Uiteindelijk kon Koning Willem de opstand niet militair neerslaan omdat veel soldaten weigerden op hun landgenoten te schieten. De afscheidingsbewegingen eindigden voor België en Luxemburg met het Verdrag van Londen van 19 april 1839, waarin België erkend werd als een onafhankelijke, erfelijke constitutionele monarchie en neutrale staat. Sindsdien noemt het 'Verenigd Koninkrijk der Nederlanden' zichzelf alleen nog het 'Koninkrijk der Nederlanden'. Het Groothertogdom Luxemburg, dat met twee derde van zijn grondgebied verkleind werd, bleef deel uitmaken van de Duitse Bond en werd ook door de Nederlandse koning in persoonlijke unie geregeerd. Omdat het verdrag financieel ongunstig uitpakte voor Nederland en Willem I weigerde bepaalde hervormingen te erkennen, raakte de koning steeds meer in diskrediet bij de Hollanders. Het hoogtepunt van zijn impopulariteit werd bereikt toen hij na de dood van koningin Wilhelmina in 1837 aankondigde te willen trouwen met haar hofdame, de Belgische rooms-katholieke gravin Henriette d'Oultremont de Wégimont. De Koning wilde zich niet blootstellen aan nog meer vijandigheid en gaf op 7 oktober 1840 de kroon in handen van zijn oudste zoon Willem II. Hijzelf ging met zijn verloofde naar Berlijn, waar hij zijn intrek nam in het 'Nederlandse Paleis' aan de Unter den Linden. Op 12 december 1843, twee jaar na zijn huwelijk met de gravin, stierf hij daar.
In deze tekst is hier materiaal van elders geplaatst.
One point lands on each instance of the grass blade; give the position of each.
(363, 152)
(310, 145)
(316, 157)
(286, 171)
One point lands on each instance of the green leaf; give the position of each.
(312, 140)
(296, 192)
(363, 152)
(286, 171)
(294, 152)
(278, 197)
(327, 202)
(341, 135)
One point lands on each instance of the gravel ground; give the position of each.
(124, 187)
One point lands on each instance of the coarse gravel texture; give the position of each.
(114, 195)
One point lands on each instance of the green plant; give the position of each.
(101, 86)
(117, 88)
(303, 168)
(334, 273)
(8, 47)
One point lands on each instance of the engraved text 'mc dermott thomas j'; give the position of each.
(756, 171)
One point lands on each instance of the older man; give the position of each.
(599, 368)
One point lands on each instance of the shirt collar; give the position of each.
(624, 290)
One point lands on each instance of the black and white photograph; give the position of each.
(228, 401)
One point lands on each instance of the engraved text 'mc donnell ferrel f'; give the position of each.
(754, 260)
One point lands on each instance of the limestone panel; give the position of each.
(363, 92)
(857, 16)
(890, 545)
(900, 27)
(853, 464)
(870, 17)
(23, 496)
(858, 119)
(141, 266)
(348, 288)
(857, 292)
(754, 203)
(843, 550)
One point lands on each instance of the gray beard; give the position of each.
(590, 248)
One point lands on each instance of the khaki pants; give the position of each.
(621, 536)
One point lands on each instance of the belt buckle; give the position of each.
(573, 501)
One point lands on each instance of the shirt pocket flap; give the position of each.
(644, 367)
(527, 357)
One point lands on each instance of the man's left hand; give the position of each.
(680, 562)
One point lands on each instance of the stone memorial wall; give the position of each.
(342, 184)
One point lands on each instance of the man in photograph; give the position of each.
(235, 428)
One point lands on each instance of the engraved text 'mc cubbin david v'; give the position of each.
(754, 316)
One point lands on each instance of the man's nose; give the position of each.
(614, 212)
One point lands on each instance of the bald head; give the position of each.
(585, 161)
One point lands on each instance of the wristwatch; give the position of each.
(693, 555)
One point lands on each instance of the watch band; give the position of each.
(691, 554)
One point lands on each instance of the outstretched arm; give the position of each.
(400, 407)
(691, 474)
De munten zijn geslagen volgens de Wet van 28 september 1816 tot regeling van het Nederlandsche Muntwezen, Staatsblad nr. 50. Tussen 1822 en 1830 waren er twee munthuizen in het Koninkrijk in gebruik namelijk te Utrecht met het muntteken mercuriusstaf en te Brussel met het muntteken de letter B. Na de afscheiding van België zijn alle munten in Utrecht geslagen. De Franse Franc, die in de Zuidelijke provincies het voornaamste betaalmiddel was, bleef nog gangbaar voor 47¼ cent tot 1825 in welk jaar hij ophield wettig betaalmiddel te zijn.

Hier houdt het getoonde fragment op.